Por isso, entende-se que o sujeito contemporâneo deve ser o sujeito da reflexibilidade, já que busca entender sua fragilidade diante das forças de poder que o controlam. Além disso, apresenta-se como o sujeito do conhecimento que se autodestrói quando constituído por uma consciência de suposta auto-suficiência, porque diante das forças vorazes do poder capitalista, transforma-se em sujeito da indeterminação, ou no sujeito dos arranjos móveis dos sistemas.

No ambiente da universidade, esse poder disciplinador ajuda, assim, a entender o que Foucault (2001, p.188) diz sobre as relações dos sujeitos disciplinados e disciplinadores, “[...] sem necessitar de violências físicas e coações materiais [...]”, ou seja, de forma muito sutil e dissimulada, as instituições do Estado mantêm a ordem, e nela, o poder atua na formação do saber, no controle do espaço e do tempo, dos corpos e dos discursos. Assim, a organização institucional do conhecimento age em todos os processos e em todas as instâncias para nomear e hierarquizar os autores com direitos de elaborar discursos e deles usufruir.

Neste ponto, concorda Bourdieu (1989) quando trabalha a reprodução das forças de poder na instituição de ensino, com base na idéia de que o sujeito fragilizado, dócil e controlado não tem condições suficientes para a recusa dos dogmatismos, das verdades absolutas, superar o pensamento e as estruturas disciplinares e, assim, questionar suas bases.

A universidade enquanto lócus do pensamento superior deverá encaminhar iniciativas no sentido de construir o caminho mais justo para as lutas e para abrir suas próprias possibilidades de sustentação no mundo contemporâneo.

Concluindo, o que se pode afirmar é que tanto o pensamento de Bourdieu (2005) como o de Foucault (2001) sobre o sujeito construído pela modernidade ajudam na análise da realidade contemporânea, bem como a das ações e das reações do homem atual, apontando suas contradições.

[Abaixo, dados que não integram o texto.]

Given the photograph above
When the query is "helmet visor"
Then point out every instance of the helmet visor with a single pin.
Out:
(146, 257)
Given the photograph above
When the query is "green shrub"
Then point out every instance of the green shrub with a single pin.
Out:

No Brasil, essa possibilidade está aberta para as universidades como espaço de luta, de conflito e de troca de experiências que possibilitem a emergência de novas forças para o contraponto entre dominados e dominadores.

Para o estudo da avaliação institucional a contribuição filosófica de Foucault pode abrir possibilidades de questionamentos sobre essa neurose avaliativa que tomou corpo como poder institucional (de Estado) e desacomodar as verdades absolutas até então, postas por ele, como únicas. Seria esse o caminho para se refletir mais sobre os objetivos da avaliação como processo de medida ou seria a emergência de outras formas de poder? Pensamos que sim já que Foucault nos ajuda a questionar o que está ai.